- Interactive map of Balapara Union
- Country: Bangladesh
- Division: Rangpur Division
- District: Nilphamari
- Upazila: Dimla
- Time zone: UTC+6 (BST)
- Website: balaparaup.nilphamari.gov.bd

= Balapara Union =

Balapara Union (বালাপাড়া ইউনিয়ন) is a union of Dimla Upazila in Nilphamari District, Bangladesh.

==Geography==

===Location===
North: India & Paschim Chhatnay Union

East: Khaga Kharibari Union, Purba Chhatnay Union and Dimla Sadar Union

South: Jaldhaka Upazila (Golna Union & Dharmapal Union)

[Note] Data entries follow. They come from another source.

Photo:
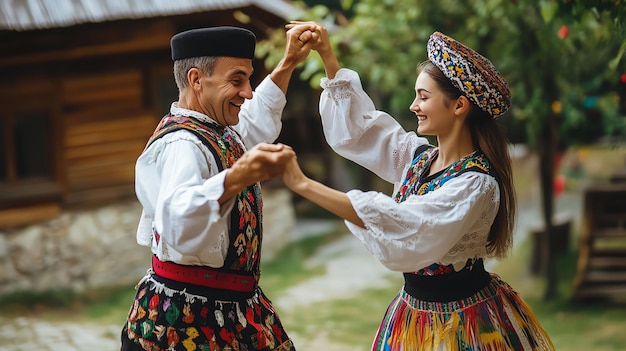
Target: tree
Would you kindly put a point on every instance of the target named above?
(562, 59)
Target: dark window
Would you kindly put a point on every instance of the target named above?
(32, 144)
(3, 151)
(27, 159)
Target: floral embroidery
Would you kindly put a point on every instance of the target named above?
(417, 182)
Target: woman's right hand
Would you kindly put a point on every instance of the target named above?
(293, 177)
(317, 35)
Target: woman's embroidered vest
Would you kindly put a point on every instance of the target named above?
(245, 235)
(418, 182)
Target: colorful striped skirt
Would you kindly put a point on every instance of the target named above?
(494, 318)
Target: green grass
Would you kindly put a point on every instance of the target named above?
(573, 326)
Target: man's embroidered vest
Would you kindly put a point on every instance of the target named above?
(245, 235)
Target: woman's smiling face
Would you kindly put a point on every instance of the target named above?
(433, 109)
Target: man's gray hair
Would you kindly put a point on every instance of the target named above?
(206, 64)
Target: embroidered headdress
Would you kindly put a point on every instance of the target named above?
(471, 73)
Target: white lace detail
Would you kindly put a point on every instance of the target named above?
(159, 288)
(400, 155)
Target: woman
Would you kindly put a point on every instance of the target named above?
(453, 204)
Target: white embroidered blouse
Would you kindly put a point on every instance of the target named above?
(447, 226)
(178, 183)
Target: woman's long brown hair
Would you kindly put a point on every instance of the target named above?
(489, 137)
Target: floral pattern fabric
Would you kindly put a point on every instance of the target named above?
(417, 182)
(162, 319)
(189, 317)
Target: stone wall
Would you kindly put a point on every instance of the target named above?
(85, 249)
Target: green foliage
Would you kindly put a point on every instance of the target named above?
(554, 73)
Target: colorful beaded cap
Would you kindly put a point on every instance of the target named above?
(471, 72)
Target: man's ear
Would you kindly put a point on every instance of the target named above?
(193, 78)
(462, 105)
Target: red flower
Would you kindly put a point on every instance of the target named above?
(563, 32)
(154, 302)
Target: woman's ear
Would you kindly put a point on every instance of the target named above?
(462, 105)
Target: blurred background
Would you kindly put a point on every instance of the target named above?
(83, 83)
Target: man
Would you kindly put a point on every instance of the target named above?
(200, 191)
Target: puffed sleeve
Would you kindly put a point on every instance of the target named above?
(357, 131)
(260, 117)
(419, 231)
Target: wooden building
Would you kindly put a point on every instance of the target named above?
(83, 84)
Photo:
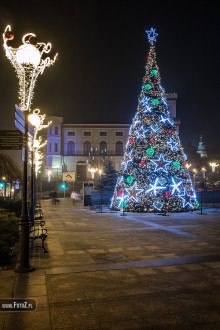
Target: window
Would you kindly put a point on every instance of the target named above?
(119, 148)
(103, 147)
(87, 147)
(55, 147)
(71, 148)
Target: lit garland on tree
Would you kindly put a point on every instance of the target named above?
(154, 174)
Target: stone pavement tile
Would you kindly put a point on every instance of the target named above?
(36, 320)
(113, 310)
(72, 316)
(125, 325)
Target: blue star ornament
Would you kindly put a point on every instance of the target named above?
(151, 34)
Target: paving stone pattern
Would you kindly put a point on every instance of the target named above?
(109, 270)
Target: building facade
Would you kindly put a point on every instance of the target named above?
(76, 152)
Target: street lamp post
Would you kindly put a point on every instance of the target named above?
(37, 122)
(213, 166)
(28, 63)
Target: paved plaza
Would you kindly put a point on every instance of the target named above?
(109, 270)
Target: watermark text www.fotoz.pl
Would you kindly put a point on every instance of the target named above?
(17, 305)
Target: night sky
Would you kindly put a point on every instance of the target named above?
(102, 50)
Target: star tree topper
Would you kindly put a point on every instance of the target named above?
(151, 34)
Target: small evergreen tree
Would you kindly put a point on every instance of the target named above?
(107, 181)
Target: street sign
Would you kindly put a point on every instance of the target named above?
(10, 140)
(20, 122)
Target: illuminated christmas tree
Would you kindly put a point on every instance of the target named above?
(154, 175)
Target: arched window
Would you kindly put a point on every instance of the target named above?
(103, 148)
(87, 147)
(119, 148)
(71, 148)
(55, 147)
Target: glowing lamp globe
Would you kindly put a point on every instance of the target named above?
(34, 119)
(28, 54)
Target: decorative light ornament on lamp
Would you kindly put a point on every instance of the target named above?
(28, 63)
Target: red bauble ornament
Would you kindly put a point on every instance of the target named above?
(9, 35)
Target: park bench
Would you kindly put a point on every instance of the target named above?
(38, 231)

West: Gomnati Union, Panga Motukpur Union

==Demographics==
According to the 2011 Bangladesh census, Balapara Union had 7,556 households and a population of 33,480.

==Villages and mouzas==
- Sovangonj Balapara
- Uttar Chhatnai Balapara
- Dakshin Chhatnai Balapara
- Dakshin Balapara
- Doloni Bill
- Uttar Sundarkhata
- Nij Sundarkhata
- Madhyam Sundarkhata
- Rupahara
- Dakshin Sundarkhata

==Education==
- Balapara M.L High School
- Balapara New Model Girls High School
- Sundarkhata School and College
- Sundarkhata Shafikul Goni Swapon Fazil Madrasa
- South Balapara Govt. Primary School
- Rupahara Shishu Kali Government Primary School
== Notable people ==
- NK Alam Chowdhury, former member of parliament for Nilphamari-1 & Nilphamari-3.